TAMER MANDALİNCİ: İnşallah güzel günlere hep beraber kavuşacağız, kimse istemez mal mülk satmayı. Burada bir referandum olsa Bodrum’dan doksanın üzerinde “satılmasın” gelir. Evet satılmasın ama borcu bertaraf etmek için de bir çözüm önerisi olması gerekiyor. Ben 9 aylık arayışımın ardından artık bu günlere geldiğimizi maalesef tekrardan beyan ediyorum.
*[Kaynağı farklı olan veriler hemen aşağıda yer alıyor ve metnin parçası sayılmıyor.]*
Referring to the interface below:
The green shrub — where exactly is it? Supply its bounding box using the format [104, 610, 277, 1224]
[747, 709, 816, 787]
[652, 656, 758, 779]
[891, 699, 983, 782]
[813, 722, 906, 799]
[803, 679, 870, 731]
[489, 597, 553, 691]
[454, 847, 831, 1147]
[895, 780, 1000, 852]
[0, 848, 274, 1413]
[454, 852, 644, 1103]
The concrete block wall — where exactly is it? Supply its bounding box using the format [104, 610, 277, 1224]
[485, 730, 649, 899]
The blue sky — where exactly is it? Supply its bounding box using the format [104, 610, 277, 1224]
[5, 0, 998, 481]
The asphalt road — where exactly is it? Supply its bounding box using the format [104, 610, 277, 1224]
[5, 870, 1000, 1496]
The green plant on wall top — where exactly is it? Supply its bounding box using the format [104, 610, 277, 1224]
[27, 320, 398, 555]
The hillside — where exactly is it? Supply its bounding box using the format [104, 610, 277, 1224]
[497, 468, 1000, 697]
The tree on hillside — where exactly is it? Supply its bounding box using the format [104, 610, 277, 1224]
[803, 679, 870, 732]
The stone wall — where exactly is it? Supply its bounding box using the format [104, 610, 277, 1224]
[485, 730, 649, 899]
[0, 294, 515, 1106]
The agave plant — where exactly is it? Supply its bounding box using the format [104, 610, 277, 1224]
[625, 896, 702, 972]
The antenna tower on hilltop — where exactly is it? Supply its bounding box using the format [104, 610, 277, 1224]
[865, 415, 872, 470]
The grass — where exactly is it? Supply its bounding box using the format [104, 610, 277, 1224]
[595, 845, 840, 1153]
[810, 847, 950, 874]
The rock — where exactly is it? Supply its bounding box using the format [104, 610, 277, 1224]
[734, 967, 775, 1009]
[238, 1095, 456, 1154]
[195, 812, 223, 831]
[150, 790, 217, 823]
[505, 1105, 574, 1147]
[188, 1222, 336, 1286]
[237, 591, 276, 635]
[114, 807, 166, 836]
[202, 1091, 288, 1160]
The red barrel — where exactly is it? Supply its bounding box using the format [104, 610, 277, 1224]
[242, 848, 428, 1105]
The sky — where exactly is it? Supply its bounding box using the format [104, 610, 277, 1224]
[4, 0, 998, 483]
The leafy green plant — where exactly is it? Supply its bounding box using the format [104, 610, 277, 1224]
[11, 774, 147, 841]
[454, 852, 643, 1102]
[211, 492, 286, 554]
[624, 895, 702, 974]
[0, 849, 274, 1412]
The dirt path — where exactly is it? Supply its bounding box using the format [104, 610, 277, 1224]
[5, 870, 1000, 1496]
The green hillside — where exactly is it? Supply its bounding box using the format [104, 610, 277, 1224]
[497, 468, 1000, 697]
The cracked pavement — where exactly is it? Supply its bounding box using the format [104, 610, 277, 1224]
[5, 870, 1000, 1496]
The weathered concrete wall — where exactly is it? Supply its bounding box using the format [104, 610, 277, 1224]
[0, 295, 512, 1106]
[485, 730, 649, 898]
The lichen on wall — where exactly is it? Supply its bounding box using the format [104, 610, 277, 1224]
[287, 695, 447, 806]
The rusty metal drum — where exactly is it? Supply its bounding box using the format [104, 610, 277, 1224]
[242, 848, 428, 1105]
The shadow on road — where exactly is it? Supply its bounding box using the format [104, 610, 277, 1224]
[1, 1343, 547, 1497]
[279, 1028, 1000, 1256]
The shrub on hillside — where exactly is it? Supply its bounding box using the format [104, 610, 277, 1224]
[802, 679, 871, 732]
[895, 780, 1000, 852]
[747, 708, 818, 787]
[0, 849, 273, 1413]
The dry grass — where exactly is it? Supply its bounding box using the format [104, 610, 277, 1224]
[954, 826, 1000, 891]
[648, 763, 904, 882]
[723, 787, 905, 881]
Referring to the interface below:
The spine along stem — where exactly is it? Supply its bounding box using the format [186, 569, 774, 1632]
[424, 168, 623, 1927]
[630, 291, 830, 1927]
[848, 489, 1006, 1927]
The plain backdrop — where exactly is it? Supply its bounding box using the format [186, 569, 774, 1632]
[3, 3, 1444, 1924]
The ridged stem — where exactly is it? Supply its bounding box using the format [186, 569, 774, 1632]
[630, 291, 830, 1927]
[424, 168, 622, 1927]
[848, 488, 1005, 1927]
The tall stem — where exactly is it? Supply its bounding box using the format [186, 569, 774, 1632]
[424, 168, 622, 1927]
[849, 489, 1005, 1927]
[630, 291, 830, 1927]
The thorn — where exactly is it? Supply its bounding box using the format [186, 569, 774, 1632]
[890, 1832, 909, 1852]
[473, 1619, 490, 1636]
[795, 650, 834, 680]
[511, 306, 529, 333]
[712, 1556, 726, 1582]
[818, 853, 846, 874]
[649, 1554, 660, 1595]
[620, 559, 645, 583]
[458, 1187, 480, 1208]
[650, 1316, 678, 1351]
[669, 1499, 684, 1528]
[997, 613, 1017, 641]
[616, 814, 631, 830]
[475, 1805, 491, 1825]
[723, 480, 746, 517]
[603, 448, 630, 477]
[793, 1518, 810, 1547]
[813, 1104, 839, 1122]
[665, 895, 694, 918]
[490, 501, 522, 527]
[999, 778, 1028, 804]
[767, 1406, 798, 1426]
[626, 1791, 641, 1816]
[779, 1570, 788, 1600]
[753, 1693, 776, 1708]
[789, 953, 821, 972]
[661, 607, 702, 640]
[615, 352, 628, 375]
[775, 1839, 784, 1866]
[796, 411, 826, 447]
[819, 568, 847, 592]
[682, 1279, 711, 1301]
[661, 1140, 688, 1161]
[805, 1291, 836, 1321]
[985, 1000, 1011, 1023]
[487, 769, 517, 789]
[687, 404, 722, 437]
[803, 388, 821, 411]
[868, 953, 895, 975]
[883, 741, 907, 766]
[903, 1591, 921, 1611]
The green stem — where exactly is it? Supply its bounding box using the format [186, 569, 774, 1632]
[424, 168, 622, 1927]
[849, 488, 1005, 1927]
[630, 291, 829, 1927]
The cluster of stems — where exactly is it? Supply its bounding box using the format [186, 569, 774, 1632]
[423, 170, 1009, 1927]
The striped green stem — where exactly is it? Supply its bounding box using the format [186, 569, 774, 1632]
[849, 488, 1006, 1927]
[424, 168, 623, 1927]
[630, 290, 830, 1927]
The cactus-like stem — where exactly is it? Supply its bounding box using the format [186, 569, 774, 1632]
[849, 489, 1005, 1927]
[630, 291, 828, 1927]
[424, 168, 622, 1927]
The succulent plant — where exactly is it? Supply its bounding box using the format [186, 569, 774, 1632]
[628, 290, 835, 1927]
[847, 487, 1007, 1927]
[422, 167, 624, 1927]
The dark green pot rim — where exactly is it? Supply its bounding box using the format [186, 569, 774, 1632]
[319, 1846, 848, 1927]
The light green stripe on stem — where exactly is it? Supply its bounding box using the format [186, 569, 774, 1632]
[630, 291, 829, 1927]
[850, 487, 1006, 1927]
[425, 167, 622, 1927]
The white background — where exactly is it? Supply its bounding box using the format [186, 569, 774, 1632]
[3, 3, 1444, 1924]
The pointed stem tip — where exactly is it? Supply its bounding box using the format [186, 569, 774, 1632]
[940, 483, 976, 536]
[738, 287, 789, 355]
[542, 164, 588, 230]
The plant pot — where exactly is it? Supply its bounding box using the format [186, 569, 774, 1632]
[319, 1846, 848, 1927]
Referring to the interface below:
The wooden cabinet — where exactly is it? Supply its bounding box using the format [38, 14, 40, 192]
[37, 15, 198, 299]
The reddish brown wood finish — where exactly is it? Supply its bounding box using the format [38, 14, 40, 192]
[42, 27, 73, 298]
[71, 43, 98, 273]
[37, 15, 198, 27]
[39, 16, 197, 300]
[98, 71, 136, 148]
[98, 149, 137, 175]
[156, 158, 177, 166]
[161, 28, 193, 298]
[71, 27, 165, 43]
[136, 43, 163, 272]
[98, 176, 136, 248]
Biz yaptıklarımız kadar yapmadıklarımızdan da sorumluyuz. Attığımız adımlar kadar atmadıklarımızdan da sorumluyuz. Sorunları halının altına süpürerek ya da kafamızı kuma gömerek sorunlardan kaçamayız. O yüzden hayatın bazı anlarında, bazı noktalarda daha cesur davranmak gerektiğini düşünüyorum. Daha somut, daha rasyonel kararlar vermek gerektiğini düşünüyorum. Bugün de o günlerden biri inşallah almış olduğumuz kararlar bu durumumuza, bölgemize, vatanımıza, memleketimize hayırlı uğurlu olsun.
( BODRUM BÜLTEN SORUSU: Ortada malı-mülkü satılmak üzere olan bir Bodrum halkı ve seçmeni varken, teşekkürü tamamı AKP’li 7 bakan, bir cumhurbaşkanı ve bir cumhurbaşkanı yardımcısı alıyor. Bunda bir tuhaflık yok mu?